The problem of extracting multiple optimal and near-optimal solutions in dynamic programming has been extensively studied, from the early days of the field [51]. It has also received attention specifically in the bioinformatics community, as dynamic programming is at the heart of sequence alignment (among other significant problems). For example, Waterman and Byers [52] modified the standard dynamic programming backtracing procedure to produce near-optimal solutions, Naor and Brutlag [53] presented an alternative approach for representing (rather than enumerating) all alignments whose score is within a factor of optimal, and Gusfield [54] explicitly accounted for the objective function parameters that yield different optimal solutions.

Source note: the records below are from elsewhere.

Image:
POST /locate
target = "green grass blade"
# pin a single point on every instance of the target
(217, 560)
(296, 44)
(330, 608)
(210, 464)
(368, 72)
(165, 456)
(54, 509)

Our current implementation employs the approach described by Waterman and Byers [52] in order to generate multiple possible variants.

Implementation

We have implemented our method in platform-independent Java code. The program takes as input a target protein sequence, along with specifications of how to evaluate stability and immunogenicity. As discussed above, the program can evaluate stability with BLOSUM, conservation (given the family multiple sequence alignment and phylogenetic tree), or FoldX (given the position-specific ΔΔG° values output from that program), and immunogenicity with ProPred (at a user-specified 1-10% threshold) or SMM-align (at a user-specified IC50 from 50-5000). The user must indicate which methods to employ, along with any necessary inputs (MSA and tree, or FoldX output) and can adjust the thresholds for acceptable stability scores (defaults are provided as described above). The program outputs all tied-for-optimal and near-optimal variants up to a user-specified limit, along with stability and immunogenicity evaluations of each variant according to the various predictors.

The software can be freely obtained for academic use by request from the authors. A demonstration web-based version is available at http://www.cs.dartmouth.edu/~cbk/deimm/.

Results and Discussion

We demonstrate our approach by applying it to a number of proteins that have been the object of previous deimmunization efforts. We explore the favorable sequence space of these proteins by evaluating epitope score under the ProPred method at a 10% threshold, and considering allowed residues under one of BLOSUM, conservation, or FoldX. We then independently assess each variant under SMM-align for epitope score and each of the other measures for stability.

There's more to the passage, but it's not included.